And Finally
- Author: Henry Marsh
- Subjects: Neuroscience, death
- Publisher: Jonathan Cape, St. Martin's Press
- Publication date: 1 September 2022
- ISBN: 9781250286086

= And Finally (book) =

2023 book by Henry Marsh

And Finally: Matters of Life and Death is a 2022 memoir by British neurosurgeon Henry Marsh, detailing his battle against prostate cancer. Marsh discusses his transition from doctor to patient, contemplates philosophical questions relating to death and the nature of the mind, and reflects on his life. And Finally was published by Jonathan Cape on 1 September 2022, and received positive reviews from critics.

== Publication history ==
And Finally was published in the United Kingdom by Jonathan Cape on 1 September 2022. It was published in the United States by St. Martin's Press on 17 January 2023.

== Reception ==
The Guardian's Colin Grant praised Marsh's candid discussion of death and described his prose as "plain-speaking without being dispassionate." Melanie Reid similarly praised Marsh's prose in The Times. Gillian Tindall wrote a positive review for The Times Literary Supplement in which she commented on Marsh's angst as reflected in his writing.

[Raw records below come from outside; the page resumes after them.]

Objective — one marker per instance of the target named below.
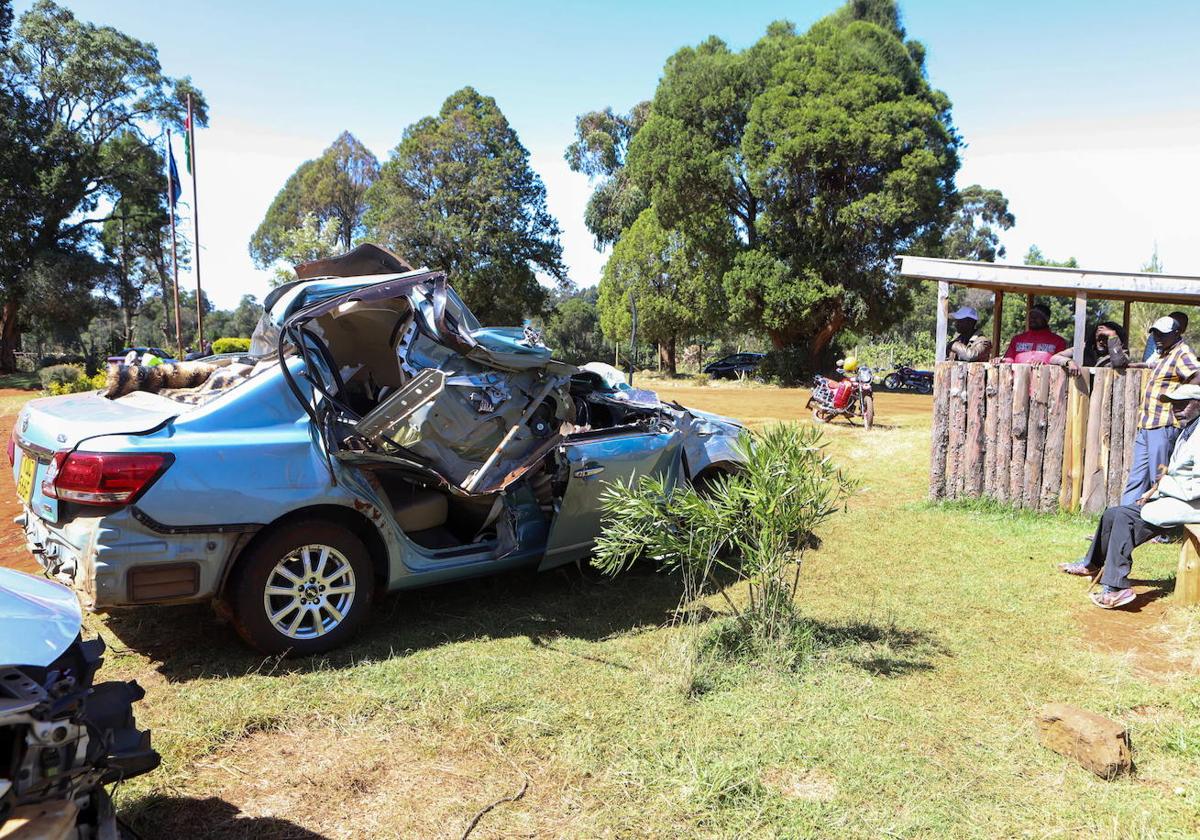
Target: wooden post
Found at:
(1079, 413)
(991, 423)
(1056, 438)
(1080, 336)
(1036, 442)
(1003, 438)
(943, 303)
(955, 459)
(1116, 474)
(976, 443)
(1187, 576)
(997, 311)
(940, 442)
(1020, 431)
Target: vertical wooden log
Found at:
(991, 423)
(1187, 576)
(1095, 461)
(941, 331)
(957, 460)
(1133, 414)
(1020, 432)
(1056, 439)
(1116, 439)
(976, 444)
(1003, 439)
(1078, 413)
(940, 442)
(1036, 442)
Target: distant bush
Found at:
(59, 379)
(231, 346)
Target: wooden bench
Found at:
(1187, 579)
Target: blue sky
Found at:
(1086, 114)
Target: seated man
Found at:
(1037, 345)
(1173, 501)
(967, 345)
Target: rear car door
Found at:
(593, 462)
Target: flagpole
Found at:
(196, 228)
(174, 252)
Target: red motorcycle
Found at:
(849, 397)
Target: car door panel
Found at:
(591, 466)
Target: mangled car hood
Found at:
(39, 619)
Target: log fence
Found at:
(1033, 437)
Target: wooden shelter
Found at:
(1036, 437)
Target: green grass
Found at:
(937, 634)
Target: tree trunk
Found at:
(667, 355)
(10, 335)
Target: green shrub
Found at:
(231, 346)
(60, 375)
(753, 526)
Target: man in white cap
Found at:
(1171, 501)
(1174, 364)
(966, 346)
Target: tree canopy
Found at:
(459, 193)
(813, 160)
(76, 99)
(330, 189)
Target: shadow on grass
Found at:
(189, 642)
(210, 817)
(882, 649)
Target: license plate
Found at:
(25, 478)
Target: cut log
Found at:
(1187, 576)
(1099, 744)
(955, 456)
(940, 442)
(1003, 438)
(1056, 439)
(976, 443)
(1020, 432)
(1035, 447)
(991, 423)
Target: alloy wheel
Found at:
(310, 592)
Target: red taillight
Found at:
(101, 478)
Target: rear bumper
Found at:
(115, 561)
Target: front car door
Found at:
(594, 460)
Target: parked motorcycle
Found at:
(909, 377)
(849, 397)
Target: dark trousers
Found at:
(1151, 448)
(1121, 531)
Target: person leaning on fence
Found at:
(1037, 345)
(1174, 499)
(1174, 364)
(1105, 349)
(1180, 318)
(967, 345)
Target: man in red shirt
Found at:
(1037, 345)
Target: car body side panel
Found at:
(592, 465)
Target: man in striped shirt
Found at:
(1174, 364)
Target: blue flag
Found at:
(173, 186)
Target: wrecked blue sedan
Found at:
(376, 438)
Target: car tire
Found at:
(321, 582)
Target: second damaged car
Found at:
(376, 438)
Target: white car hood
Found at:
(39, 619)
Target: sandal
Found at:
(1111, 599)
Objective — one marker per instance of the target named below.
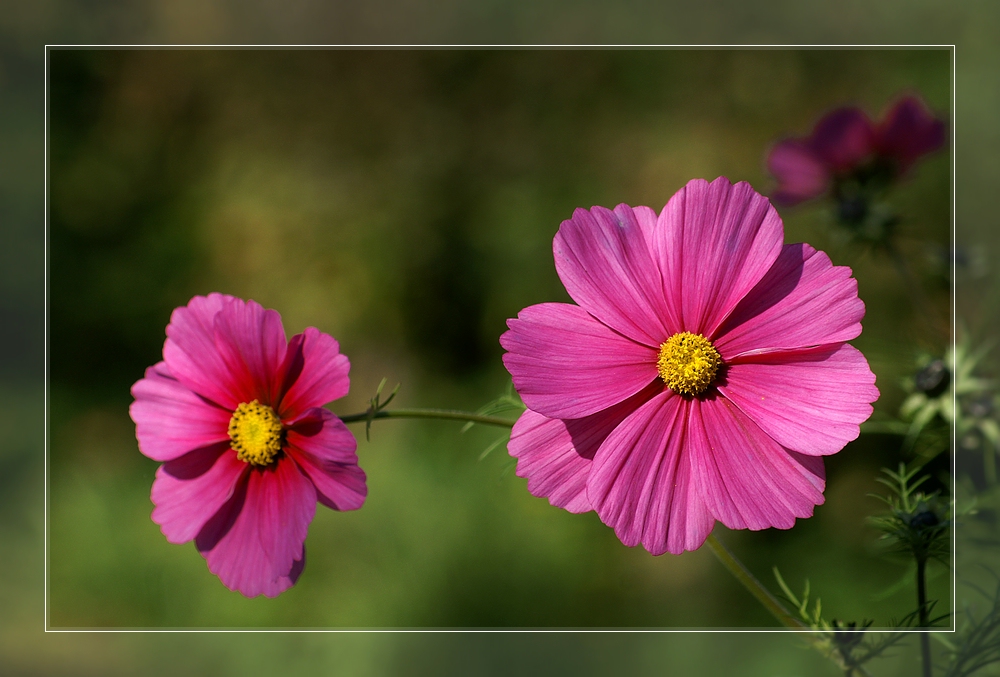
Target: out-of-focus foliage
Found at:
(405, 202)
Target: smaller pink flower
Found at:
(234, 412)
(846, 144)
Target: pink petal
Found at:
(191, 353)
(843, 139)
(566, 364)
(325, 450)
(747, 479)
(555, 454)
(804, 300)
(603, 261)
(647, 219)
(714, 241)
(642, 484)
(254, 543)
(909, 130)
(548, 458)
(188, 491)
(170, 420)
(314, 372)
(801, 174)
(812, 402)
(251, 341)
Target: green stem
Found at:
(776, 608)
(754, 586)
(925, 643)
(444, 414)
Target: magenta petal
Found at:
(641, 482)
(251, 341)
(748, 480)
(188, 491)
(801, 174)
(555, 454)
(602, 258)
(254, 543)
(170, 420)
(910, 130)
(566, 364)
(554, 467)
(804, 300)
(811, 402)
(647, 219)
(715, 241)
(314, 372)
(843, 138)
(325, 450)
(191, 353)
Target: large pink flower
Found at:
(234, 412)
(847, 145)
(702, 376)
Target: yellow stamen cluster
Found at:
(255, 431)
(688, 363)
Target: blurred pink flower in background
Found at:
(702, 376)
(846, 144)
(234, 413)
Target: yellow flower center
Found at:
(688, 363)
(255, 431)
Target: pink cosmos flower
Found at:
(702, 376)
(234, 412)
(847, 144)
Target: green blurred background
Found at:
(405, 202)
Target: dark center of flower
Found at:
(688, 363)
(256, 432)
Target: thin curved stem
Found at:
(443, 414)
(752, 585)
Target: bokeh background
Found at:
(255, 176)
(405, 202)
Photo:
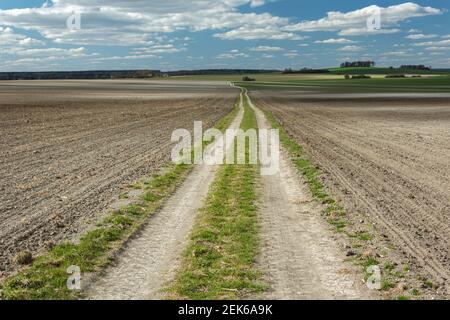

American publications commented similarly upon its stateside release. Kieran Setiya wrote a positive review for The New York Times Book Review, commenting positively on the narrative and appreciating that Marsh "does not pretend to answer metaphysical questions." The Washington Post's Abraham Verghese described the book as "thought-provoking" and a review in The Boston Globe praised Marsh's emotional language.

Positive reviews were published in Publishers Weekly and Kirkus Reviews, with the former describing Marsh's writing as "immersive" and the latter calling it a "fascinating account." Booklist's Tony Miksanek praised the memoir's structure and descriptions of dementia, and positive reviews were published in The Star Tribune and Air Mail.